1. What are the key differences between SQL and NoSQL databases?

Data Structure:

SQL: Uses a structured schema with tables, rows, and columns. Data is organized in a relational format, and relationships between tables are defined using foreign keys.
NoSQL: Supports various data models, including document, key-value, column-family, and graph formats. It is more flexible and can handle unstructured or semi-structured data.

Schema:

SQL: Requires a predefined schema. Changes to the schema can be complex and may require downtime.
NoSQL: Typically schema-less or has a dynamic schema, allowing for easier modifications and the ability to store different types of data in the same database.

Query Language:

SQL: Uses SQL for querying and managing data. It provides powerful querying capabilities with JOIN operations.
NoSQL: Does not have a standard query language. Each NoSQL database may have its own query language or API, which can vary significantly.

Transactions:

SQL: Supports ACID (Atomicity, Consistency, Isolation, Durability) properties, ensuring reliable transactions.
NoSQL: Often follows BASE (Basically Available, Soft state, Eventually consistent) principles, which may sacrifice some consistency for availability and partition tolerance.
Scalability:

SQL: Generally scales vertically (adding more power to a single server), which can be limiting and expensive.
NoSQL: Designed to scale horizontally (adding more servers), making it easier to handle large volumes of data and high traffic.

Use Cases:

SQL: Best suited for applications requiring complex queries, transactions, and structured data, such as financial systems and enterprise applications.
NoSQL: Ideal for applications with large volumes of unstructured data, real-time web applications, big data analytics, and content management systems.
Examples:

SQL: MySQL, PostgreSQL, Oracle, Microsoft SQL Server.
NoSQL: MongoDB, Cassandra, Redis, Couchbase, Neo4j.
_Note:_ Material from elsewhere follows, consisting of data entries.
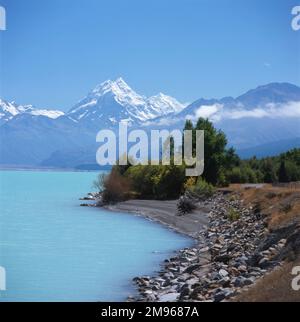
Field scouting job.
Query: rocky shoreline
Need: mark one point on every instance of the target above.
(232, 254)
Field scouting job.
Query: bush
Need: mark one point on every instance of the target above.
(157, 182)
(113, 187)
(202, 189)
(233, 215)
(185, 205)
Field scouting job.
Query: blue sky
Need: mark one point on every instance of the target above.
(55, 51)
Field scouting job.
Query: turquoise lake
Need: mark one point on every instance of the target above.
(54, 250)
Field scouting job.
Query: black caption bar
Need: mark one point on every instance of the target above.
(125, 311)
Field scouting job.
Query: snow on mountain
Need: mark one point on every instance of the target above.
(8, 110)
(114, 101)
(52, 114)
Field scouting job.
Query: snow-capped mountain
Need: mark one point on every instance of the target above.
(266, 116)
(8, 110)
(114, 101)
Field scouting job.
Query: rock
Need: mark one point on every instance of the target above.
(169, 297)
(220, 296)
(185, 292)
(242, 269)
(263, 263)
(223, 258)
(192, 268)
(223, 273)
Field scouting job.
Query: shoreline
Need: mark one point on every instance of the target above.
(164, 213)
(228, 257)
(234, 248)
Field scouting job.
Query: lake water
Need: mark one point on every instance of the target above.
(54, 250)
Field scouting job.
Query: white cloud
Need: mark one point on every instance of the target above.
(218, 112)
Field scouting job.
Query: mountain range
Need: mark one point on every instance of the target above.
(263, 121)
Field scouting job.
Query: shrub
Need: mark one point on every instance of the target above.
(286, 208)
(202, 189)
(185, 205)
(233, 214)
(113, 187)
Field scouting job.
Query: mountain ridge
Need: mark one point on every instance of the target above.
(35, 136)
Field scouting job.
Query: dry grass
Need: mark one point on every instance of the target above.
(281, 206)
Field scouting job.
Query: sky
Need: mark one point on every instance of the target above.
(55, 51)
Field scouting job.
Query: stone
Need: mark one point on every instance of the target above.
(223, 273)
(169, 297)
(192, 268)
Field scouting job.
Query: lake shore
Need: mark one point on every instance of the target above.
(165, 213)
(232, 250)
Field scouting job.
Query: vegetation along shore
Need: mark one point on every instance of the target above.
(243, 214)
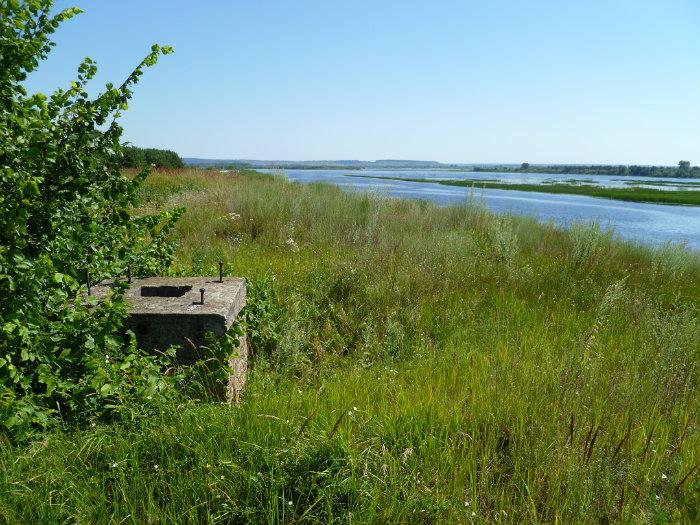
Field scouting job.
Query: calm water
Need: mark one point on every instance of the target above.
(650, 223)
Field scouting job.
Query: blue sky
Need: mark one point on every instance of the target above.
(600, 81)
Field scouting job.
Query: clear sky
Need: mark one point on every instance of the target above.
(599, 81)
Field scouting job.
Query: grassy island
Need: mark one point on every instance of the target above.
(632, 193)
(411, 364)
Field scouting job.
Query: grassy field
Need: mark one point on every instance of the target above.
(634, 194)
(411, 364)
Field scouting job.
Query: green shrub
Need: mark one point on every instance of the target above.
(64, 211)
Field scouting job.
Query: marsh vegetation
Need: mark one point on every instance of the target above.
(410, 364)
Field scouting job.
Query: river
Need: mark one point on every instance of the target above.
(647, 223)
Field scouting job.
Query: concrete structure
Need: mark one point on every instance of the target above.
(169, 311)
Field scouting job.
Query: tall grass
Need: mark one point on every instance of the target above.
(410, 364)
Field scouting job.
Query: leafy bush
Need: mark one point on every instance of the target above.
(64, 211)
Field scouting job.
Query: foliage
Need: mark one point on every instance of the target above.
(64, 211)
(569, 396)
(133, 157)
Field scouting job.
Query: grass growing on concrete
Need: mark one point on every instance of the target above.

2. What makes MongoDB a good choice for modern applications?

Flexible Data Model:
MongoDB uses a document-oriented data model, allowing developers to store unstructured and semi-structured data easily.

The JSON-like format (BSON) enables a natural mapping to objects in programming languages, simplifying data handling.

Scalability:
MongoDB's horizontal scaling capabilities allow it to manage large volumes of data and high traffic efficiently.

Sharding distributes data across multiple servers, ensuring performance remains strong even as data grows.

Rapid Development:
Developers can quickly get started with MongoDB, as it requires minimal setup and allows for iterative development.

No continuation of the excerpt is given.